The flight up from Luton to Glasgow was quite thoroughly attended by misfortune - an evacuation at St Pancras just before I got there (and, admittedly, some of my own mis-timing) meant I was one of the last people to check-in for the flight. Which would've been OK if they'd not been misinformed about the size of the plane. 156 seats, 149 seats... you can see how they'd get confused, I suppose. Except that I was one of the last 7, and consequently got offered a choice of waiting for the next-but-one Glasgow flight (late), or diverting to Edinburgh and taking the train. I decided the latter'd be quicker, despite the extra step, and I'd far rather wait while travelling than wait sitting around the departure lounge for hours on end. Turned out that I still had to do a fair bit of waiting around, because the flight I'd been diverted to was delayed three-quarters of an hour.
For some reason, I always set off airport metal detectors; I suspect it's my belt buckles that do it. The patting-down is really quite incompetent, too. Speaking of incompetence, Easyjet assured me that my baggage (which I'd already checked in) had just made its merry way to Glasgow, so I heaved a mental sigh, thanked my luckyish stars I'd packed overnight things in my shoulder bag, and decided to pick it up in the morning. (Of course, it hadn't arrived at Glasgow. Hadn't arrived anywhere, as far as they could tell. Sorry, mate, and if it's still missing in 35 days' time you can make a claim on it.)

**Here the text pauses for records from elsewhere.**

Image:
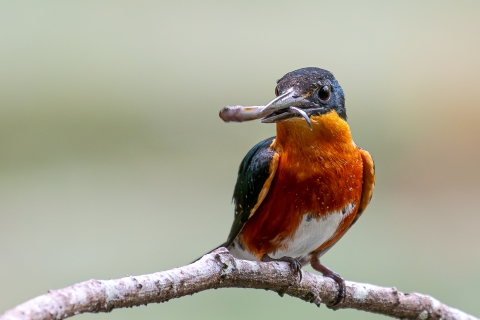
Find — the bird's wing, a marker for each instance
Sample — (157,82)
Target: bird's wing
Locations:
(255,176)
(368,182)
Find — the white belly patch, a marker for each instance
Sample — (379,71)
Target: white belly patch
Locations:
(310,235)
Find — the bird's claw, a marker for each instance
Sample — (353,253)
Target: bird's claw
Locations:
(341,288)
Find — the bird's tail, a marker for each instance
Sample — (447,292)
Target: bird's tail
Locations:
(222,245)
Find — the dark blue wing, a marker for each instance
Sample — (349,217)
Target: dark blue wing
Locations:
(254,171)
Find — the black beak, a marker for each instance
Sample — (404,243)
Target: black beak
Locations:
(286,106)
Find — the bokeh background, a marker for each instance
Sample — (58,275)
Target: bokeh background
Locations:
(113,160)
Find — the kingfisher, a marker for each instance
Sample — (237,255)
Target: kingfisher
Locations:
(299,192)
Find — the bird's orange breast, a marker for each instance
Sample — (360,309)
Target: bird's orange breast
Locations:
(319,173)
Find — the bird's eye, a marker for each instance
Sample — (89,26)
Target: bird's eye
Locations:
(324,93)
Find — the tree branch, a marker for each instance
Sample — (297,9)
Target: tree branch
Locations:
(219,269)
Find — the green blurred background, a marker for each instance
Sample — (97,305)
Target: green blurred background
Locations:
(113,159)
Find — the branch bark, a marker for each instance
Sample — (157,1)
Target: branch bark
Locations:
(219,269)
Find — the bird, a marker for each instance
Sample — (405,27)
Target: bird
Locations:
(299,192)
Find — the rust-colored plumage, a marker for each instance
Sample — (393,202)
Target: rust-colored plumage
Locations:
(298,193)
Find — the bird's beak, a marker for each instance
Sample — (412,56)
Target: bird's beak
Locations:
(286,106)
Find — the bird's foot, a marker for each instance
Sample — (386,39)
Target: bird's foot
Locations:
(326,272)
(294,263)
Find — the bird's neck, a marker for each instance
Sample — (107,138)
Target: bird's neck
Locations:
(328,130)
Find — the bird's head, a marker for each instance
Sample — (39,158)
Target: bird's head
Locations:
(304,93)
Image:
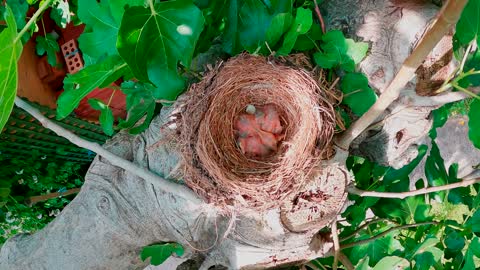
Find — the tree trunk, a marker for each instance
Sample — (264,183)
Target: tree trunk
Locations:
(116,213)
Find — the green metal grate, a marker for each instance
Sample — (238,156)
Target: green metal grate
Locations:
(22,133)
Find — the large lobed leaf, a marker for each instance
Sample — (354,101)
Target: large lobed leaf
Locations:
(302,23)
(10,50)
(80,84)
(154,40)
(140,102)
(102,20)
(337,51)
(106,115)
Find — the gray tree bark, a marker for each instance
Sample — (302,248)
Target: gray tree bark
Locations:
(117,213)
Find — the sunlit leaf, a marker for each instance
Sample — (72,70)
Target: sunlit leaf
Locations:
(80,84)
(154,40)
(357,94)
(160,252)
(10,51)
(106,116)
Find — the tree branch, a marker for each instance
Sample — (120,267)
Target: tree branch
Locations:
(380,235)
(165,185)
(336,245)
(447,17)
(402,195)
(34,199)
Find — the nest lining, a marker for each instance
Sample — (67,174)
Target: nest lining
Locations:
(215,166)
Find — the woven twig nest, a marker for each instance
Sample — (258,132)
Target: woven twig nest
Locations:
(216,166)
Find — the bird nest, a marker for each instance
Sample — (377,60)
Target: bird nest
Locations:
(220,164)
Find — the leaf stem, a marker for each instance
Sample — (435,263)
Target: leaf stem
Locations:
(336,245)
(45,4)
(464,59)
(374,221)
(403,195)
(320,17)
(380,235)
(152,7)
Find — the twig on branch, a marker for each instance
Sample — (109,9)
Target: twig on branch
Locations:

It arrived on Thursday morning, in the end, about ten minutes before we were due to leave, so at least
icedsilk got the (slightly battered, but probably still edible) Green & Black's chocolate I'd packed for her eventually.

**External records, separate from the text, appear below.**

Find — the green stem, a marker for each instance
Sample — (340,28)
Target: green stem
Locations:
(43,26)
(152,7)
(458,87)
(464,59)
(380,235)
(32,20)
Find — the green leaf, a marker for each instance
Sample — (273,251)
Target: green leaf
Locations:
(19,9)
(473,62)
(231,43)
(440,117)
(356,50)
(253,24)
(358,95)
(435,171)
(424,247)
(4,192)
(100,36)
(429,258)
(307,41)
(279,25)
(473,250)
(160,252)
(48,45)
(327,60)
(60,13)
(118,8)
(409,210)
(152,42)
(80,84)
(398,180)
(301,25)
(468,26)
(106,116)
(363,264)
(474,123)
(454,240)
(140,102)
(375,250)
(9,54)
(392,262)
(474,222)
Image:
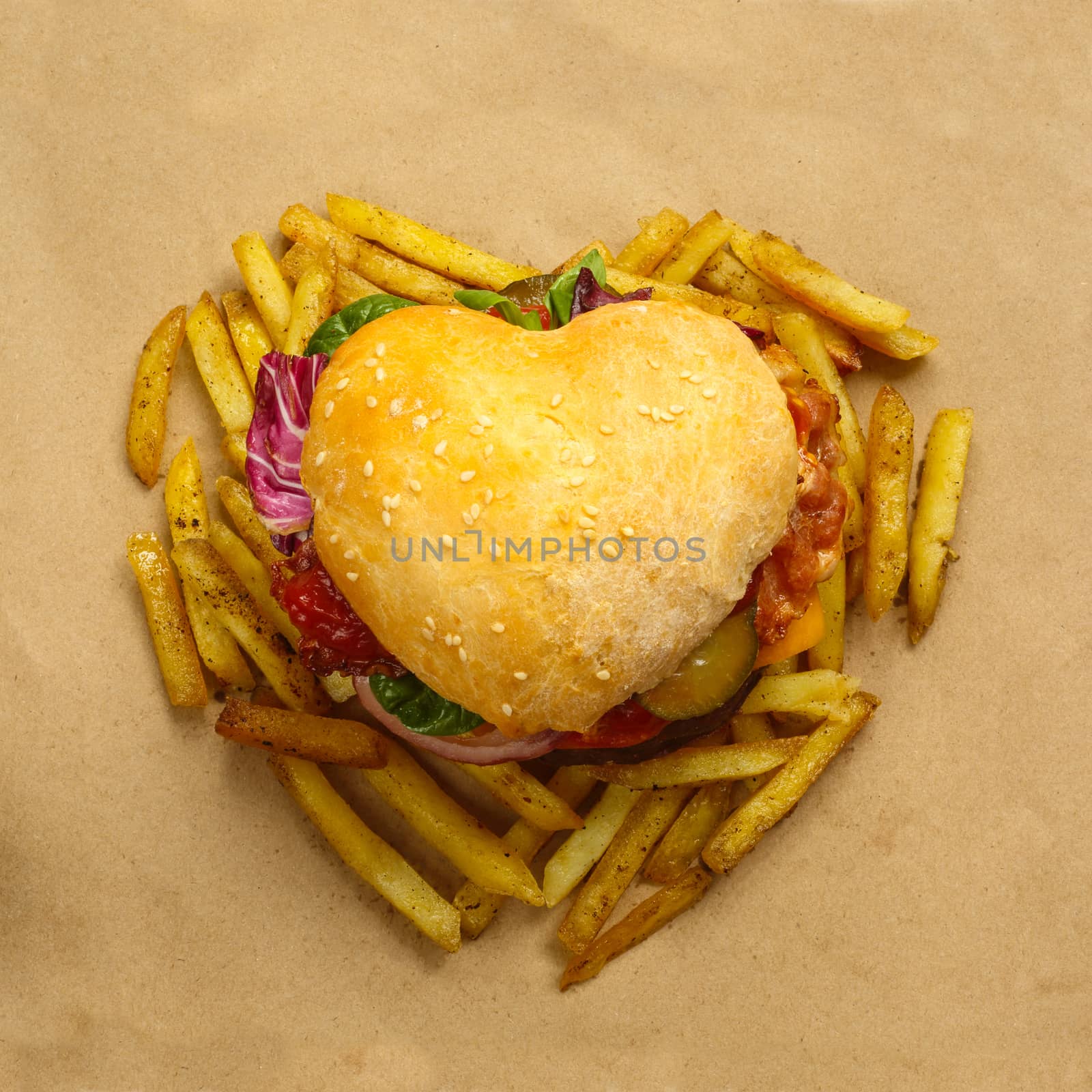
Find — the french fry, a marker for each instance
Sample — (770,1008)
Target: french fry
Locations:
(653,243)
(813,693)
(389,271)
(248,332)
(646,919)
(651,816)
(476,906)
(220,367)
(524,794)
(938,497)
(699,766)
(367,854)
(786,268)
(236,611)
(800,336)
(167,620)
(267,287)
(303,735)
(147,429)
(576,857)
(741,833)
(887,498)
(424,246)
(702,240)
(687,835)
(830,651)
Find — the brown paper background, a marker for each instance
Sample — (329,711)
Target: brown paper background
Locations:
(169,921)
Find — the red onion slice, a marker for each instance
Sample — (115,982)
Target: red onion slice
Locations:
(487,749)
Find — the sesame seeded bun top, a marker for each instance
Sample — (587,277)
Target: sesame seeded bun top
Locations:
(638,426)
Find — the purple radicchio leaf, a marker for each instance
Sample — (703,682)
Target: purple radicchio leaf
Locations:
(276,440)
(588,295)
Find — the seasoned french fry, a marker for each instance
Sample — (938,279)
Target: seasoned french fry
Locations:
(476,906)
(887,498)
(424,246)
(167,620)
(578,853)
(367,854)
(147,429)
(741,833)
(302,735)
(267,287)
(235,609)
(646,919)
(687,835)
(800,336)
(248,332)
(653,243)
(804,278)
(524,794)
(702,240)
(651,816)
(831,650)
(220,367)
(389,271)
(809,693)
(938,497)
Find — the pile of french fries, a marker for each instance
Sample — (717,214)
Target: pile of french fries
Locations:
(675,820)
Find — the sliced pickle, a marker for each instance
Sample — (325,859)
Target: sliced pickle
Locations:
(710,675)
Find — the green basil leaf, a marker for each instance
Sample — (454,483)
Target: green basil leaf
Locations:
(420,709)
(482,300)
(349,319)
(560,298)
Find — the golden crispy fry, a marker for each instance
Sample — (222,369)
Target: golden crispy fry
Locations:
(741,833)
(236,498)
(698,766)
(524,794)
(235,609)
(652,815)
(167,620)
(267,287)
(369,855)
(786,268)
(830,651)
(248,332)
(808,693)
(704,238)
(938,497)
(302,735)
(478,908)
(391,273)
(476,852)
(800,336)
(653,243)
(646,919)
(147,409)
(887,498)
(578,853)
(220,367)
(424,246)
(689,833)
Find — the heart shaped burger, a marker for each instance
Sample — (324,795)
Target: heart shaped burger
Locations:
(541,524)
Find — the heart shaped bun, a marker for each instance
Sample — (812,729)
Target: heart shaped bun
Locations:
(545,461)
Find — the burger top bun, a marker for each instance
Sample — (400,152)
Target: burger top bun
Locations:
(538,463)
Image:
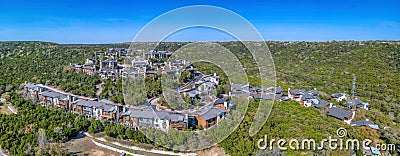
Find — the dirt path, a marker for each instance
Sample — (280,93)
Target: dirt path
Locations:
(85,146)
(135,148)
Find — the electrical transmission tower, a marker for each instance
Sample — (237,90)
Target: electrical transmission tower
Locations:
(353,90)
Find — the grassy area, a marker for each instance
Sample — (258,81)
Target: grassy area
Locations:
(4,109)
(85,146)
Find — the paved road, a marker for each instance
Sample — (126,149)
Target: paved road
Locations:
(12,109)
(135,148)
(1,152)
(63,92)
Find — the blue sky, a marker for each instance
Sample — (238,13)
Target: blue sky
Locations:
(103,21)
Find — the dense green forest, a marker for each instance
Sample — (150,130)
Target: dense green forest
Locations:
(43,62)
(36,130)
(327,66)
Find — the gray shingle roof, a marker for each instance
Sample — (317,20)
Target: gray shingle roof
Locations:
(336,95)
(213,113)
(220,101)
(339,113)
(318,103)
(147,112)
(53,94)
(89,103)
(362,123)
(307,96)
(278,90)
(354,102)
(30,85)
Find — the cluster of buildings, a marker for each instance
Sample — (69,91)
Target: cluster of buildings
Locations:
(147,116)
(307,98)
(110,69)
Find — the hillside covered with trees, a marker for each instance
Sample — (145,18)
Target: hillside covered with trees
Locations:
(327,66)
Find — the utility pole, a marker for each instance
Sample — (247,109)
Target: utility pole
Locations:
(353,90)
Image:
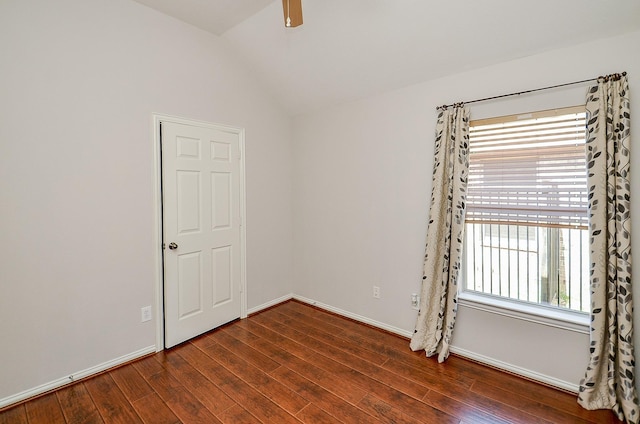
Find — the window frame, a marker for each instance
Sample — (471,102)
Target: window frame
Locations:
(552,316)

I spent Wednesday afternoon wandering around the Kelvingrove Gallery. I've taken some pictures of things I particularly liked, and will edit in links once I've uploaded them, but most are sculptures of people. There's also a couple I took because I want to work from them design-wise, like the Glasgow Boys' perennial motif of a woman surrounded by very stylised
rose blossoms, though the Talwin Morris carving I photographed turned out too dark to see properly. I've some issues - or, properly, Issues - with the gallery's labelling policies, but they have a really gorgeous collection. Even if there are far too many dead things there for my taste. It may not have been me that shot and mounted them, but forgive me if I still don't have much confidence in their ability to tell the difference between a bleeding-heart art connoisseur and a bewhiskered Victorian natural scientist. After all, not only are they dead, but they have shiny marbles for eyes as well.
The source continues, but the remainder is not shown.